9.30.2007

The Brave One




Jodie Foster and Terrence Howard in The Brave One (dir. Neil Jordan, 2007).

This old-school revenge flick contains considerable stretches of gratifying sensationalism, but Neil Jordan always has to stink it up with bits of lazy impressionism that don't tell you anything you couldn't figure out for yourself about the inner lives of the characters. Particularly appalling is the sequence in which footage of the paramedics cutting clothes from the bodies of the badly injured hero and her murdered fiancee is intercut with soft-focus scenes of past lovemaking. Another unforgiveable vice: using Enya on the soundtrack. Actually, it's probably not Enya. It's probably one of those five thousand singers you hear only on film soundtracks that sound just like Enya. So it might as well be Enya, and I'll save myself the trouble of looking it up and just say it's Enya.

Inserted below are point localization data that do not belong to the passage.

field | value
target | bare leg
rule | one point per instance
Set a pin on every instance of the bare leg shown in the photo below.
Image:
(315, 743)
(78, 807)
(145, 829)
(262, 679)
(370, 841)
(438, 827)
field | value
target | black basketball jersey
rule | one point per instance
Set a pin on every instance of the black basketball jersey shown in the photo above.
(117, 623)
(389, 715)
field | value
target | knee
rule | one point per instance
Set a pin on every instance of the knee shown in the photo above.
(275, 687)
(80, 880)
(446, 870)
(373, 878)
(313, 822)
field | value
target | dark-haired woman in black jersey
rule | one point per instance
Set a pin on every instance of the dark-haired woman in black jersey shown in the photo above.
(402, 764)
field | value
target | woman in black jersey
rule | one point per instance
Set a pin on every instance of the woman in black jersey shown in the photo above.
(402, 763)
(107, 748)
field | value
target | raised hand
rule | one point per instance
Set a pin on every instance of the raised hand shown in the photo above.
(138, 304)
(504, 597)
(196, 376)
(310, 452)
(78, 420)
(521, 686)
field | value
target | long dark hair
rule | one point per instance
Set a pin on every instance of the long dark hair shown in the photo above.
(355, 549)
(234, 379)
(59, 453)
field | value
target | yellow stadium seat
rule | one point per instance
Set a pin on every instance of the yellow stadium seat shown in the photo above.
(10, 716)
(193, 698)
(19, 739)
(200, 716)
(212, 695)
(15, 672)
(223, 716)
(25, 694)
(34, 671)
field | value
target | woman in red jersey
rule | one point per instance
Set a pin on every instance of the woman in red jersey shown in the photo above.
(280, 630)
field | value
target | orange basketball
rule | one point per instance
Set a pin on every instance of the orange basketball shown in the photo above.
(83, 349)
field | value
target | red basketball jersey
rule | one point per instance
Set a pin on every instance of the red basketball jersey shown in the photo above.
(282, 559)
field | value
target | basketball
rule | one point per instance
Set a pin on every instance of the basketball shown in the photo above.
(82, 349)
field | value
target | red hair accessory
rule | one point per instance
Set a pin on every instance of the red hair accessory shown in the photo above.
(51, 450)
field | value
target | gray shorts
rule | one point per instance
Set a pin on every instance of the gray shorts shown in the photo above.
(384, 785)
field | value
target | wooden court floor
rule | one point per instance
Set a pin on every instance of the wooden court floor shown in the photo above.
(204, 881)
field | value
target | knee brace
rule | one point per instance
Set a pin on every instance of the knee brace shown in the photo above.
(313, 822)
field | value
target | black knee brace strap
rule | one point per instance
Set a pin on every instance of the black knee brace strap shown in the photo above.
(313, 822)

Foster is convincing, and Mary Steenburgen would be entertaining if she were just leaning against a wall and mumbling. Come to think of it, that's essentially what she does in this movie, and in most of the movies I can remember seeing her in for the past twenty years. The best moments are the scenes of smartass graveyard talk between Detectives Mercer and Vitale (Terrence Howard and Nicky Katt) at crime scenes.